In [None]:
import numpy as np
import cv2
import matplotlib.pyplot as plt
from glob import glob
from torch.utils.data import DataLoader
from torch.utils.data import Dataset as BaseDataset

from torch.utils.tensorboard import SummaryWriter

import torch
import random
import segmentation_models_pytorch as smp
from segmentation_models_pytorch import utils
import albumentations as albu

In [None]:
seed = 42
torch.manual_seed(seed)
torch.cuda.manual_seed(seed)
torch.cuda.manual_seed_all(seed)
np.random.seed(seed)
random.seed(seed)
torch.backends.cudnn.benchmark = False
torch.backends.cudnn.deterministic = True

# Инициализация TensorBoard
writer = SummaryWriter(log_dir="runs/segmentation_experiment")

In [None]:
DATSET_NAME = r"..." # Путь к папке с датасетом

X_TRAIN_DIR = f"{DATSET_NAME}/Train"
Y_TRAIN_DIR = f"{DATSET_NAME}/Trainannot"

X_VALID_DIR = f"{DATSET_NAME}/Validation"
Y_VALID_DIR = f"{DATSET_NAME}/Validationannot"

X_TEST_DIR = f"{DATSET_NAME}/Validation"
Y_TEST_DIR = f"{DATSET_NAME}/Validationannot"

LABEL_COLORS_FILE = f"{DATSET_NAME}/label_colors.txt"

In [None]:
# Определяем классы и их цвета
CLASSES = ["background", "drop"]
colors_imshow = {
    "background": np.array([0, 0, 0]),       # Черный цвет для фона
    "drop": np.array([0, 0, 255]),           # Синий цвет для капли
}


ENCODER ='resnet34'
ENCODER_WEIGHTS = 'imagenet'
ACTIVATION = 'softmax2d'
DEVICE = torch.device('cuda')

EPOCHS = 100
BATCH_SIZE = 6

INIT_LR = 0.0005

INFER_WIDTH = 512
INFER_HEIGHT = 512

loss = smp.utils.losses.DiceLoss()


In [None]:
def _convert_multichannel2singlechannel(mc_mask: np.ndarray):
    """
    Преобразует многоканальную маску в одноканальное изображение с цветами для каждого класса.
    Также вычисляет процентное соотношение каждого класса.
    """
    sc_mask = np.zeros((mc_mask[0].shape[0], mc_mask[0].shape[1], 3), dtype=np.uint8)
    square_ratios = {}

    for i, singlechannel_mask in enumerate(mc_mask):
        cls = CLASSES[i]
        singlechannel_mask = singlechannel_mask.squeeze()

        # Вычисляем процентное соотношение каждого класса
        square_ratios[cls] = singlechannel_mask.sum() / singlechannel_mask.size

        # Добавляем цвет для каждого класса
        sc_mask += np.multiply.outer(singlechannel_mask > 0, colors_imshow[cls]).astype(np.uint8)

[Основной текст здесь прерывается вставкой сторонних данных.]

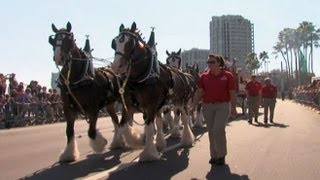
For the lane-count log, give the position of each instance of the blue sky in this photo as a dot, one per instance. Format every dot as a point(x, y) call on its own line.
point(26, 26)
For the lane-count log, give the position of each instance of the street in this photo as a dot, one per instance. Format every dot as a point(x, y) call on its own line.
point(287, 149)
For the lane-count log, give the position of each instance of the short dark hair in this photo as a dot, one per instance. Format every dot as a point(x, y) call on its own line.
point(219, 59)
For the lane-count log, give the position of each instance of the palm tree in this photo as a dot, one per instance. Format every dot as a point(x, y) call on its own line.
point(263, 56)
point(310, 38)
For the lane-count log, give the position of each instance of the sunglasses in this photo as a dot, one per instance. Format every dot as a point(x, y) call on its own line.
point(211, 62)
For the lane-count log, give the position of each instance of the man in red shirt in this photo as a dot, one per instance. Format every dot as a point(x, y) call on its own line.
point(269, 95)
point(253, 89)
point(217, 89)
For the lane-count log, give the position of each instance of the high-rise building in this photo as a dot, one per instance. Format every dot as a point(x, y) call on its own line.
point(232, 36)
point(195, 56)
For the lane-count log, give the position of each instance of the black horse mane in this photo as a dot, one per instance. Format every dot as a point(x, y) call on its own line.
point(137, 34)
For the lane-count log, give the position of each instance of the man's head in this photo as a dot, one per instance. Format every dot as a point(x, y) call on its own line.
point(267, 80)
point(215, 61)
point(253, 77)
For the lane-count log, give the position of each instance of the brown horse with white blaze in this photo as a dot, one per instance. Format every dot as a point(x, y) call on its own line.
point(85, 90)
point(149, 89)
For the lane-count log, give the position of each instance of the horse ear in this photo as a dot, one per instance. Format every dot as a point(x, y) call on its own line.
point(121, 28)
point(54, 29)
point(51, 41)
point(133, 27)
point(113, 44)
point(69, 27)
point(179, 51)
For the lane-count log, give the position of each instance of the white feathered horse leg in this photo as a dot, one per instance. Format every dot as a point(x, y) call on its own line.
point(117, 141)
point(71, 153)
point(175, 132)
point(150, 152)
point(160, 141)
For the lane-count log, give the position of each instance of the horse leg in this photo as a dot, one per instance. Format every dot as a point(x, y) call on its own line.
point(175, 131)
point(160, 141)
point(187, 135)
point(97, 141)
point(150, 152)
point(133, 138)
point(71, 152)
point(167, 118)
point(199, 117)
point(117, 141)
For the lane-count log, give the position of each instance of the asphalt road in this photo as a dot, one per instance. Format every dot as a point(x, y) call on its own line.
point(287, 149)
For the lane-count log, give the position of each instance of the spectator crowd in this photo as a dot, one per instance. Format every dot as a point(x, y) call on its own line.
point(309, 94)
point(33, 103)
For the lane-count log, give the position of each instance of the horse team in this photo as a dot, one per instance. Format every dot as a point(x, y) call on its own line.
point(136, 79)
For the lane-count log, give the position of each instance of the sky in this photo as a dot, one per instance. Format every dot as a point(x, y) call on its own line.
point(26, 26)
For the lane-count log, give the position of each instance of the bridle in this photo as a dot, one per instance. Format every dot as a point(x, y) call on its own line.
point(174, 56)
point(136, 40)
point(57, 42)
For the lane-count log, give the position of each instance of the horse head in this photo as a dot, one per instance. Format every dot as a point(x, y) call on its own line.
point(129, 49)
point(62, 43)
point(66, 51)
point(174, 59)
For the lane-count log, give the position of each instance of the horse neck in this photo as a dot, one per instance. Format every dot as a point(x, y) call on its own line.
point(141, 66)
point(76, 68)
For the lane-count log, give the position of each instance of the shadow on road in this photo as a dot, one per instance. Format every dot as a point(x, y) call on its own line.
point(223, 172)
point(172, 163)
point(279, 125)
point(94, 163)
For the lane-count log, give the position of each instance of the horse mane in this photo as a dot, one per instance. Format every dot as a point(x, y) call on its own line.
point(137, 33)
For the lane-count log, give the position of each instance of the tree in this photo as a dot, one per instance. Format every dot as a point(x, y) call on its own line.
point(252, 63)
point(263, 56)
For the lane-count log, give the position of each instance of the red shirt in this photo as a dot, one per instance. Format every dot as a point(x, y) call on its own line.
point(253, 88)
point(269, 91)
point(217, 87)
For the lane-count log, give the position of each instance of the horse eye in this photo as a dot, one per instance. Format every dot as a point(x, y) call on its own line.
point(121, 39)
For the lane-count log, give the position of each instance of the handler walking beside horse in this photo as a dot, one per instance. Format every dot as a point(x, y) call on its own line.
point(217, 88)
point(253, 89)
point(269, 95)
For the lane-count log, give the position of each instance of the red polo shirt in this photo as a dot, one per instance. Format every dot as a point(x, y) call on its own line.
point(216, 87)
point(253, 88)
point(269, 91)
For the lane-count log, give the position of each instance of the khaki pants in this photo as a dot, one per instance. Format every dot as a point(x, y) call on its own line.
point(253, 106)
point(216, 117)
point(269, 104)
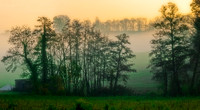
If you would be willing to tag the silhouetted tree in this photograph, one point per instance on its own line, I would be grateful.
(22, 53)
(45, 33)
(172, 31)
(195, 58)
(121, 55)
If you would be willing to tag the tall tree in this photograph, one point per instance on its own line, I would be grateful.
(173, 32)
(45, 33)
(195, 58)
(121, 55)
(21, 53)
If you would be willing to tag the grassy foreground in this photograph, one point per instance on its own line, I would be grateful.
(30, 102)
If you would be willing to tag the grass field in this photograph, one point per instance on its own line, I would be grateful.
(28, 102)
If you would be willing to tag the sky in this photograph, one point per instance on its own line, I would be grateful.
(26, 12)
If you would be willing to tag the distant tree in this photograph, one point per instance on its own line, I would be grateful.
(21, 53)
(121, 54)
(173, 38)
(195, 58)
(45, 33)
(59, 22)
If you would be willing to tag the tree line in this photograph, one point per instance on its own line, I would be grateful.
(69, 57)
(176, 50)
(124, 25)
(72, 57)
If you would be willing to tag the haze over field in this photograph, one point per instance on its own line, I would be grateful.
(24, 12)
(140, 44)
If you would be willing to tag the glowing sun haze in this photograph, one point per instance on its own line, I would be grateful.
(25, 12)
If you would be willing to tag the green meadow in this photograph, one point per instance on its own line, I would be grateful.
(29, 102)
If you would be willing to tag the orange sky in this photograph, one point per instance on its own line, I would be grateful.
(25, 12)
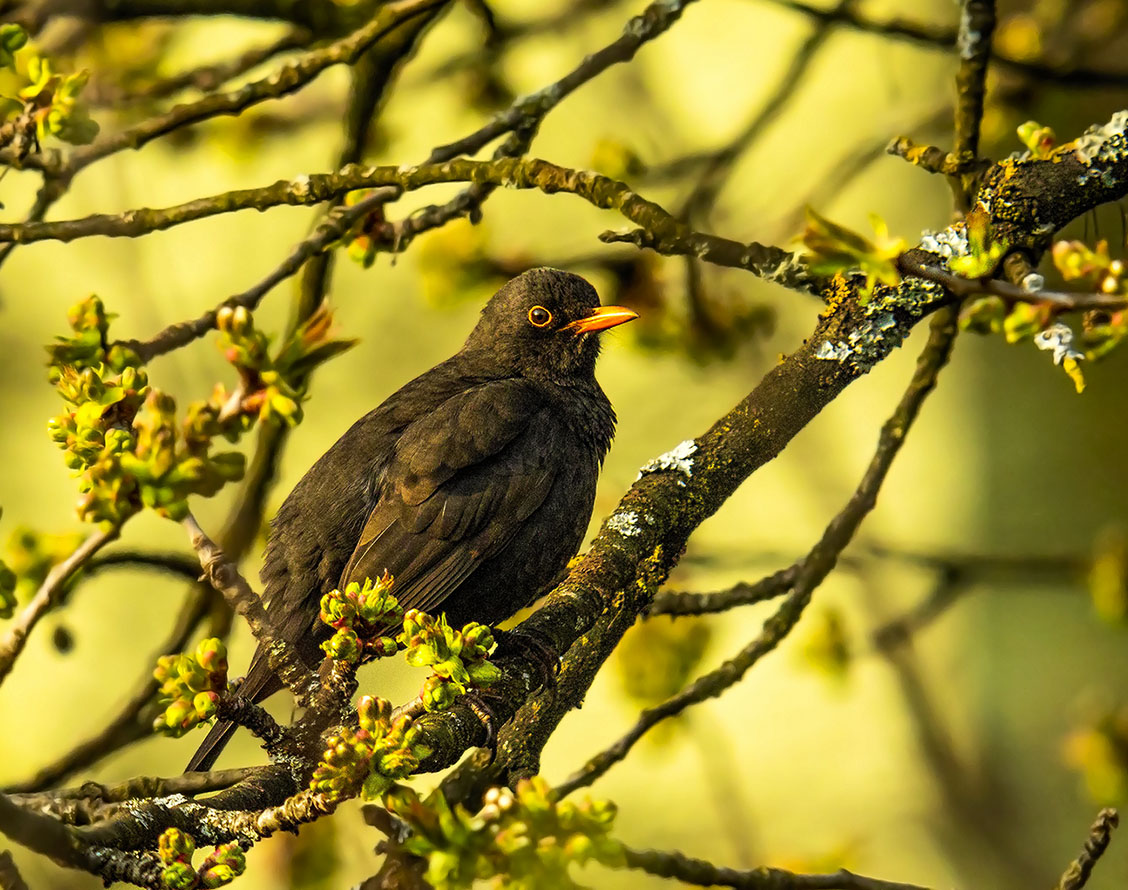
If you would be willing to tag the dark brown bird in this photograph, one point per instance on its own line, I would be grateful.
(473, 485)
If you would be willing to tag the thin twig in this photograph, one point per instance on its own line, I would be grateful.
(1067, 75)
(47, 596)
(702, 873)
(209, 77)
(977, 25)
(226, 578)
(679, 602)
(328, 231)
(133, 720)
(1100, 834)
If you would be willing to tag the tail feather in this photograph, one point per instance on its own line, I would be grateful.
(260, 684)
(213, 745)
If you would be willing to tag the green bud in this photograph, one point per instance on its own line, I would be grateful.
(204, 704)
(439, 693)
(175, 845)
(375, 714)
(344, 645)
(179, 875)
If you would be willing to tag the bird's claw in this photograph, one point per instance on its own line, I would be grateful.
(478, 702)
(534, 649)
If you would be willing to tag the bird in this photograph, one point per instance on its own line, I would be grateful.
(472, 485)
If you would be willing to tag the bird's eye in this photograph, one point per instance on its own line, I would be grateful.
(539, 316)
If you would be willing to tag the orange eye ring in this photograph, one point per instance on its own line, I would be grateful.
(539, 316)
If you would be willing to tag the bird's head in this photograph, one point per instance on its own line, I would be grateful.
(544, 325)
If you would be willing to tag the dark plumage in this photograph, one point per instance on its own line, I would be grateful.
(473, 484)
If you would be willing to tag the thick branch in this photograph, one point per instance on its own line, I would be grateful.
(702, 873)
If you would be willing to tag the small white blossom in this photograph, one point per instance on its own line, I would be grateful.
(625, 523)
(1058, 337)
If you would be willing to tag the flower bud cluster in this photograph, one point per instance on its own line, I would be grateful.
(122, 435)
(458, 659)
(272, 387)
(523, 838)
(191, 687)
(361, 615)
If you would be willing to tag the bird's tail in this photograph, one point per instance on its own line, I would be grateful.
(213, 745)
(258, 684)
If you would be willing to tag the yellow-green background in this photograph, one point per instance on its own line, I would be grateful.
(790, 767)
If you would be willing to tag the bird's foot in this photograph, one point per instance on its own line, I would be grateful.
(537, 651)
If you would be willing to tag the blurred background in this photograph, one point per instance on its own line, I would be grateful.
(974, 754)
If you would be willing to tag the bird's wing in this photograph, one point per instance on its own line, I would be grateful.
(460, 483)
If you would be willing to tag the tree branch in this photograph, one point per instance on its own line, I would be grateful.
(701, 873)
(47, 596)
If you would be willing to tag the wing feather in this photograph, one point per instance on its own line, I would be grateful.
(459, 485)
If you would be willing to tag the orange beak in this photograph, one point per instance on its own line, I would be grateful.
(601, 318)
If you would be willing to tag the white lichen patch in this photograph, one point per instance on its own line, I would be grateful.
(969, 40)
(625, 523)
(1107, 142)
(1058, 337)
(679, 459)
(830, 351)
(879, 332)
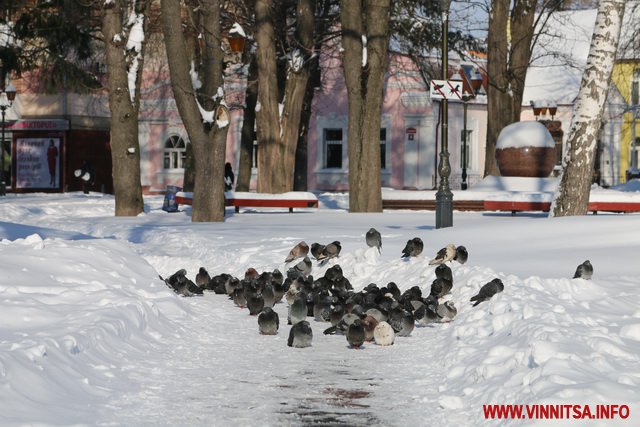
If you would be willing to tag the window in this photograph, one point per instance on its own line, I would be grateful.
(333, 148)
(383, 148)
(466, 146)
(175, 152)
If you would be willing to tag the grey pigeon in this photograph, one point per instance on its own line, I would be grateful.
(297, 310)
(584, 271)
(487, 291)
(413, 248)
(332, 250)
(268, 321)
(302, 268)
(445, 254)
(383, 334)
(299, 251)
(316, 250)
(461, 254)
(447, 311)
(440, 287)
(443, 271)
(374, 239)
(202, 278)
(355, 334)
(300, 335)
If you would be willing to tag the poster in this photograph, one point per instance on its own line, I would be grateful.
(38, 162)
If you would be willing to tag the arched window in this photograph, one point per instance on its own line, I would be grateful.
(175, 152)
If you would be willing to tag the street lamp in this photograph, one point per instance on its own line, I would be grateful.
(444, 197)
(7, 97)
(475, 82)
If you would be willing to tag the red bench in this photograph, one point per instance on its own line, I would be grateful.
(292, 199)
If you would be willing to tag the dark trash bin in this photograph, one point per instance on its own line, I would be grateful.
(169, 204)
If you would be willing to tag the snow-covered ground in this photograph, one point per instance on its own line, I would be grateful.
(90, 335)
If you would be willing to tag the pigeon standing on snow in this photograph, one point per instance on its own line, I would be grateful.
(413, 248)
(299, 251)
(461, 254)
(447, 311)
(355, 334)
(302, 268)
(300, 335)
(383, 334)
(374, 239)
(584, 271)
(445, 254)
(268, 321)
(487, 291)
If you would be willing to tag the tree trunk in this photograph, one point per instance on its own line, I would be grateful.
(124, 107)
(279, 131)
(510, 47)
(365, 94)
(248, 125)
(572, 196)
(208, 139)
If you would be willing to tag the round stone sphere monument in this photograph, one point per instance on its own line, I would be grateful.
(525, 149)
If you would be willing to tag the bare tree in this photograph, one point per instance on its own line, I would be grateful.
(196, 80)
(572, 196)
(124, 26)
(365, 43)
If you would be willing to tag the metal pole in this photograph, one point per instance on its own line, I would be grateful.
(464, 145)
(3, 186)
(444, 197)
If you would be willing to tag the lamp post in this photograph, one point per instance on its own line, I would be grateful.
(444, 197)
(7, 97)
(476, 82)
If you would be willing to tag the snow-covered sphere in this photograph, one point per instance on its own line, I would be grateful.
(525, 134)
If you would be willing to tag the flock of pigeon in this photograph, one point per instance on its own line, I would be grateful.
(374, 314)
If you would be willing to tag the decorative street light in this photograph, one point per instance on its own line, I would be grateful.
(474, 86)
(444, 196)
(7, 97)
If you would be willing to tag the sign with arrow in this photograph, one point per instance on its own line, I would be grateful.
(445, 89)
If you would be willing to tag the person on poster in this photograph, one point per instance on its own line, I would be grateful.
(52, 157)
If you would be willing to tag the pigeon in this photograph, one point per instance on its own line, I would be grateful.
(369, 323)
(445, 254)
(202, 278)
(268, 321)
(374, 239)
(443, 271)
(440, 287)
(584, 271)
(316, 250)
(461, 254)
(255, 303)
(300, 335)
(342, 326)
(447, 311)
(413, 248)
(355, 334)
(297, 310)
(332, 250)
(302, 268)
(487, 291)
(299, 251)
(181, 285)
(383, 334)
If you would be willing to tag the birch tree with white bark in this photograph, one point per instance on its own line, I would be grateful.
(572, 195)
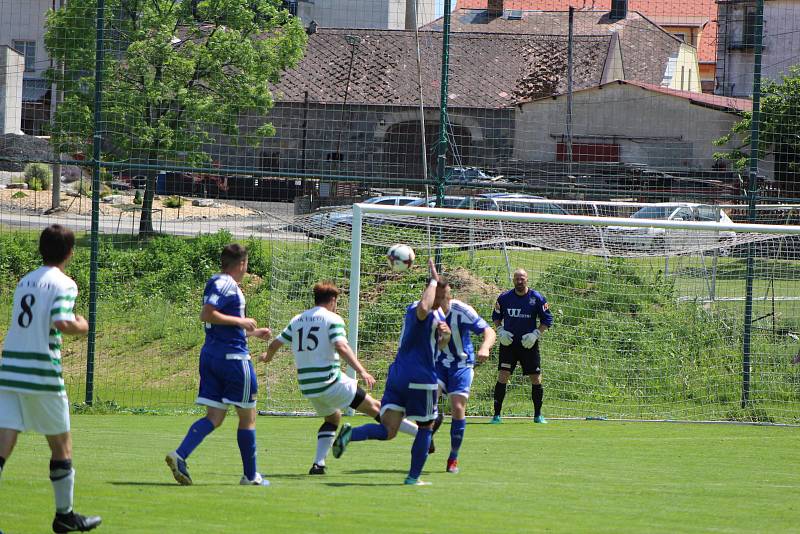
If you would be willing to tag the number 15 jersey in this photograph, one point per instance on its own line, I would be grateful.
(312, 335)
(31, 361)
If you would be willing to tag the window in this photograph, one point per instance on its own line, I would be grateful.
(589, 152)
(27, 49)
(683, 214)
(271, 161)
(749, 27)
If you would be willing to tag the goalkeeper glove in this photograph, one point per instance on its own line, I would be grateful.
(505, 337)
(529, 340)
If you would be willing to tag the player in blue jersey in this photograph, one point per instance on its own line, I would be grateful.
(515, 313)
(454, 364)
(227, 376)
(411, 387)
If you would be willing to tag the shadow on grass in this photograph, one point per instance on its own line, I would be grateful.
(372, 471)
(364, 484)
(128, 483)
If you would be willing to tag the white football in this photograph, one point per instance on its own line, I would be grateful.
(400, 257)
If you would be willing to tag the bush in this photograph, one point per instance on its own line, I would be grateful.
(84, 187)
(38, 176)
(173, 202)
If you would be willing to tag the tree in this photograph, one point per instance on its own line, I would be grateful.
(178, 74)
(779, 132)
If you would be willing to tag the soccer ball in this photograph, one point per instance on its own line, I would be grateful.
(400, 257)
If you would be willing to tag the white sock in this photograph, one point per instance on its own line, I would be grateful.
(63, 483)
(408, 427)
(324, 443)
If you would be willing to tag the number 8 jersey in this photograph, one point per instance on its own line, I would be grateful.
(31, 361)
(312, 335)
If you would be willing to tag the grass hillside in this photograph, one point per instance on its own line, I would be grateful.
(625, 344)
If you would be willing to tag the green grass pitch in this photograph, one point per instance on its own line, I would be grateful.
(568, 476)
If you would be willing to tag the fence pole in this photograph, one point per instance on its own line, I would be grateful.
(441, 161)
(95, 233)
(752, 197)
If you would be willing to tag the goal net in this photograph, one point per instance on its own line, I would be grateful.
(650, 311)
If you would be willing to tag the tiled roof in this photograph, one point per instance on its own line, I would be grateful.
(487, 70)
(672, 11)
(702, 99)
(646, 48)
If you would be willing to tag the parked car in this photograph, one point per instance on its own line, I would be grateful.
(461, 175)
(449, 202)
(516, 202)
(654, 239)
(331, 219)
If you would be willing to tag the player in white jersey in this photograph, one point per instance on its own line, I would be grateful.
(32, 393)
(317, 338)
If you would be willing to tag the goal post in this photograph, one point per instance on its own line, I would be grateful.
(650, 332)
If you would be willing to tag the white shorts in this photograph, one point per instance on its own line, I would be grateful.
(45, 414)
(337, 397)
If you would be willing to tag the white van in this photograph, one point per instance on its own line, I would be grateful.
(654, 239)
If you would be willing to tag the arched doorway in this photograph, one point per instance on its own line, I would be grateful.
(403, 148)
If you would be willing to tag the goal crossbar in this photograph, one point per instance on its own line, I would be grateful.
(359, 210)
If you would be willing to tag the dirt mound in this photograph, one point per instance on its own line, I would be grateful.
(17, 150)
(467, 284)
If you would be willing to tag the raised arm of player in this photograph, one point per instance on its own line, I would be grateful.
(347, 354)
(210, 314)
(489, 338)
(444, 334)
(425, 306)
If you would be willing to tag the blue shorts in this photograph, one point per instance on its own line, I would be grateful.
(416, 398)
(455, 380)
(224, 381)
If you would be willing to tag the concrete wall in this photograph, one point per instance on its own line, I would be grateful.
(23, 20)
(651, 128)
(377, 14)
(12, 65)
(781, 45)
(359, 133)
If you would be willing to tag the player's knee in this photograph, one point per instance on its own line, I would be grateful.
(426, 424)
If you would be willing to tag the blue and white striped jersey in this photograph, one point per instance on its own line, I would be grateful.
(224, 294)
(463, 321)
(416, 357)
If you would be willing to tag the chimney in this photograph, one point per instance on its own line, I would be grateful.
(495, 8)
(619, 9)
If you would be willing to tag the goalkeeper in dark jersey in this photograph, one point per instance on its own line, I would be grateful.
(516, 313)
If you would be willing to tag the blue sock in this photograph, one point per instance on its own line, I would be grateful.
(246, 437)
(419, 451)
(456, 436)
(363, 432)
(197, 433)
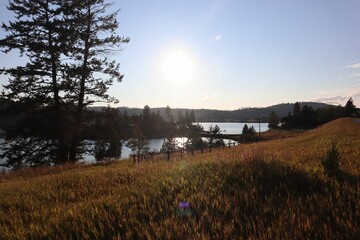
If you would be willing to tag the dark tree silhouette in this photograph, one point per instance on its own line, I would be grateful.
(350, 109)
(66, 44)
(273, 120)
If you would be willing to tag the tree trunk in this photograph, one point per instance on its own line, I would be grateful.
(75, 141)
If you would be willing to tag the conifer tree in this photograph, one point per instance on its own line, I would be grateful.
(67, 45)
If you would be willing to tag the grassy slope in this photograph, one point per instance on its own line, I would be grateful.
(270, 190)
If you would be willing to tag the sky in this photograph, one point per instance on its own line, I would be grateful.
(231, 54)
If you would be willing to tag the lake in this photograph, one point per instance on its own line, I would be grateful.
(155, 144)
(225, 127)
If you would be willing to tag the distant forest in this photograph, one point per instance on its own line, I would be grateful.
(240, 115)
(9, 117)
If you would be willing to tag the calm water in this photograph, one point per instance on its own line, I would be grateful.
(155, 144)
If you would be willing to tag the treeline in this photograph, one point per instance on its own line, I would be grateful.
(306, 117)
(148, 124)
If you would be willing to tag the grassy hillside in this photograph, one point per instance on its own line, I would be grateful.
(270, 190)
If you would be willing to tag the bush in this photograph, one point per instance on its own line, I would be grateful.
(331, 161)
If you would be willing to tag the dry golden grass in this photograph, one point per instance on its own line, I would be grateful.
(270, 190)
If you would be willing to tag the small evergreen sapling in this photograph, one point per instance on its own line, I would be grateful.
(331, 161)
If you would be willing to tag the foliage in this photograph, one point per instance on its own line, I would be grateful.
(66, 44)
(331, 161)
(170, 144)
(231, 194)
(138, 145)
(350, 109)
(106, 150)
(273, 120)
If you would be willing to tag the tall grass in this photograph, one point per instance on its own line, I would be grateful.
(273, 190)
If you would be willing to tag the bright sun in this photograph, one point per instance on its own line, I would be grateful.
(178, 67)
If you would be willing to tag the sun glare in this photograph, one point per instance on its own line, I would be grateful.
(178, 67)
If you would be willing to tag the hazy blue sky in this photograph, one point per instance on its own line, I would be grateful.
(227, 54)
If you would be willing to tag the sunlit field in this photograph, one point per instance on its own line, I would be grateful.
(276, 189)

    # Формируем заголовок с процентным соотношением классов
    title = "Процентное соотношение классов:\n" + "\n".join([f"{cls}: {square_ratios[cls] * 100:.1f}%" for cls in CLASSES])
    return sc_mask, title


def visualize_multichennel_mask(img: np.ndarray, multichennel_mask: np.ndarray):
    """
    Визуализирует изображение и соответствующую маску.
    """
    # Создаем график с двумя подграфиками
    fig, axes = plt.subplots(1, 2, figsize=(12, 6))

    # Отображаем исходное изображение
    axes[0].imshow(img)
    axes[0].set_title("Исходное изображение")
    axes[0].axis("off")

    # Преобразуем многоканальную маску и отображаем ее
    multichennel_mask = multichennel_mask.transpose(2, 0, 1)
    mask_to_show, title = _convert_multichannel2singlechannel(multichennel_mask)
    axes[1].imshow(mask_to_show)
    axes[1].set_title("Маска")
    axes[1].axis("off")

    # Добавляем заголовок с процентным соотношением классов
    plt.suptitle(title, fontsize=12, y=0.95)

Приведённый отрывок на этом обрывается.